Wir danken Martin Hyun der, im Zuge seiner Lesereise, 40 Kg unserer Bücher nach Korea mitreisen lässt. Im Goethe-Institut Seoul stellt er, zusammen mit Wladimir Kaminer, sein Buch „Lautlos – Ja, Sprachlos – Nein“ vor.  Für die mitgereisten Bücher endet die Reise dort als Spende an das Goethe-Institut.

Hier nun eine kleine literarische Kostprobe des Autors, die er für den Berliner Büchertisch verfasst hat:

Bewaffnet mit reichlich deutscher Munition im Gepäck mache ich mich auf ins Land der Morgenstille, der letzten Bastion des kalten Krieges. Einem Land, das an der 38. Breitengrade seit Ende des Korea-Krieges 1953 in Nord- und Süd geteilt ist. Als ungewollter Mitläufer und Angehöriger Soldat, der Achse des Guten, eines fernöstlichen Vielfliegerprogramms habe ich den Gold Status erreicht. Dieser erlaubt mir bis zu 40 Kg an Gepäck aufzugeben, von denen ich Gebrauch machen werde. Meine Mission 03052010 in Korea unterscheidet sich von allen bisherigen Aufträgen, auf der Halbinsel.

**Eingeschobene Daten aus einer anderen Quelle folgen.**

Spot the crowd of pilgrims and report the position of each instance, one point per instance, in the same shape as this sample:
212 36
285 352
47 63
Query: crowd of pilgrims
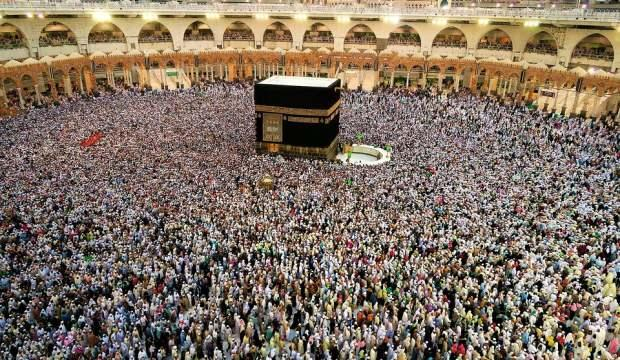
492 233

Der heilige Krieg, der unter dem Namen „Dschihad“ in der westlichen Welt sofort Panik und Schrecken auslöst ist in Wirklichkeit eine Erfindung des Westens. Mein türkischer Bekannter in Krefeld heißt mit Vornamen „Dschihad“. Dschihad ist etwas korpulent, ein gemütlicher Zeitgenosse, der alles andere als Schrecken und Terror verbreitet und nicht im Geringsten, wie ein Mullah a la Osama Bin-Laden aussieht. Der belastete Name wurde ihm mit Liebe, noch vor dem 11. September 2001, von den Eltern gegeben. Dschihad ist 79er Jahrgang. Aus nachrichtendienstlichen Kreisen, weiß ich, dass der Dschihad seinen Ursprung von den deutschen Ausländerämtern und Behörden hat und dort auch ausgerufen wurde. Ziel ist es Ausländer in den Ämtern so zu terrorisieren, dass sie freiwillig zurückkehren. Aber das ist eine andere Geschichte. Letztens beklagte sich Dschihad, dass der Name ihm, gerade bei Buchungen von Flügen zum großen Hindernis würde. Reisen in die emotionale Heimat Türkei, könne er deshalb nur noch mit dem Auto unternehmen. Dennoch versichert mir Dschihad, dass er sich keinen Gürtel mit Bomben anschnallen oder zu einer Ausbildung nach Pakistan fliegen würde. Er liebe das süße Leben in Deutschland und denke deshalb an einer Namensänderung und sehe diese als Patriotismus-Akt an. „Welcher Name schwebt Dir so im Kopf?“ fragte ich Dschihad. Hoffentlich nicht „Adolf“ dachte ich mir im Stillen, den der Name ist absolut schwer belastet und nicht mehr rein zu waschen. Und wie aus einer M16 herausgeschossen kam die Antwort „Gottfried!“ „Warum?“ erwiderte ich verdutzt. „Gottes Frieden! Gottfried! Verstehst Du?!“ Ich verstand. Bei meinem nächsten Besuch in meiner Heimatstadt Krefeld gehe ich der Sache noch mal nach. Als ich über Dschihads Pläne nachdachte, bin ich heilfroh, dass meine Eltern vorausgedacht und mich mit einem christlichen, friedvollen, unbelasteten, deutschen Namen verziert haben.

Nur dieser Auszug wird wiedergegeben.